2025-08-12 –, Cassiopeia
Language: English
What happens when an attacker controls time on a Linux system? This talk looks at how system clocks work, and what breaks when they’re manipulated. From bypassing delays to triggering subtle logic errors, we’ll explore how unstable time can subvert assumptions, break security controls, and cause software to behave in unexpected or unsafe ways.
This talk explores the consequences of full control over time on a Linux system. We’ll start with a brief overview of how system clocks work, highlighting common assumptions made by applications and security mechanisms. The focus will be on local manipulation of the system clock — jumping forward, rewinding, or freezing time — and the unexpected ways software can break when time becomes unreliable.
Through practical examples, we’ll see how time-based defences and logic can be bypassed, exposing vulnerabilities that often go unnoticed. Not every issue leads to a full exploit, but many reveal fragile trust assumptions rarely tested in real environments.

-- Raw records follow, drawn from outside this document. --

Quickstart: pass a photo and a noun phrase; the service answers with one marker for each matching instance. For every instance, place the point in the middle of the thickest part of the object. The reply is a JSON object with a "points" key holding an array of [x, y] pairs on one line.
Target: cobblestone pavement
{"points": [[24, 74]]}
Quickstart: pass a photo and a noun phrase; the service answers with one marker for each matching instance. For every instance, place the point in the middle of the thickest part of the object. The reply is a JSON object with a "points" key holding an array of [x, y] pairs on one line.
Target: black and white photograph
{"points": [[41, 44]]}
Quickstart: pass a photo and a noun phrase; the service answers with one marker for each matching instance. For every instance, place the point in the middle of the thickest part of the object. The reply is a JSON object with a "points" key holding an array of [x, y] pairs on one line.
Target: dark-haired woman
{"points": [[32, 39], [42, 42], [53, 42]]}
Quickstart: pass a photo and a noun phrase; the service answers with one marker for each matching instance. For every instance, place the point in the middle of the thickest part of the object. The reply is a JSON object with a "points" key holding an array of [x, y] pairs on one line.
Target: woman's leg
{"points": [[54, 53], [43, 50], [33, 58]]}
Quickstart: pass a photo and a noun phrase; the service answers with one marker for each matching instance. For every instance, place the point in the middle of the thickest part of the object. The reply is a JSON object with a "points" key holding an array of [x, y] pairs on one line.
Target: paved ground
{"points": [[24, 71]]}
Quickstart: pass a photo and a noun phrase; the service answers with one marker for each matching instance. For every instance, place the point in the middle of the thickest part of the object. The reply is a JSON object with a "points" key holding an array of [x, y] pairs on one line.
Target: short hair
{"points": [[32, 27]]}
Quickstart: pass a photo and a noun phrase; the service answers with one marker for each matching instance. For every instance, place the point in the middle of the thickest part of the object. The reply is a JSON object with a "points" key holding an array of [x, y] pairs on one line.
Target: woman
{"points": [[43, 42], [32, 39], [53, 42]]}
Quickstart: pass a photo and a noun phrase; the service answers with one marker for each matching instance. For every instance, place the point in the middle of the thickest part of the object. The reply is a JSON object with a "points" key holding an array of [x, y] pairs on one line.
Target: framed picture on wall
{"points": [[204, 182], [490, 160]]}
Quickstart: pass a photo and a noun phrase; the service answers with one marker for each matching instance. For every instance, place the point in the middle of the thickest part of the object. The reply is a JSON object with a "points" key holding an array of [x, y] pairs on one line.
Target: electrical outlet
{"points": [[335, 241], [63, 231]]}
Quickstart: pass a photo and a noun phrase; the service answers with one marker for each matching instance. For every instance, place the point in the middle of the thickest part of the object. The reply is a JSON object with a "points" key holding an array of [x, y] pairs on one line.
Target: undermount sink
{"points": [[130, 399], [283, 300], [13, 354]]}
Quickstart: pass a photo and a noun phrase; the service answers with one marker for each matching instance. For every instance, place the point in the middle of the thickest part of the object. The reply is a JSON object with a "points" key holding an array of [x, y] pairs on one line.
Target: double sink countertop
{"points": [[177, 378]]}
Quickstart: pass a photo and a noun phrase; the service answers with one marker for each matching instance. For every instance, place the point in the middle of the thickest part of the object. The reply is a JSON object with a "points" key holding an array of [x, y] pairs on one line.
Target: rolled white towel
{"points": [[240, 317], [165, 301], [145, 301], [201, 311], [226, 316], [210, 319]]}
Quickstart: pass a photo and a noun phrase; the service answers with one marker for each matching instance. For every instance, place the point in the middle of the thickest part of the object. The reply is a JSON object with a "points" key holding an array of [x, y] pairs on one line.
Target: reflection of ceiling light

This talk is for hackers, tinkerers, and developers who’ve ever relied on sleep(1) as a defence mechanism. You might rethink your assumptions about time-based security after attending.
Daniels is a cybersecurity specialist with four years of professional experience in the field. His work focuses on developing and delivering technical training for a wide range of audiences, from beginners to professionals. To stay sharp, he actively engages in penetration testing and red team projects. Daniels is also one of the lead organizers of "Mārtiņa-CTF" — one of Latvia’s largest Capture the Flag competitions, known for being beginner-friendly while still offering a solid technical challenge.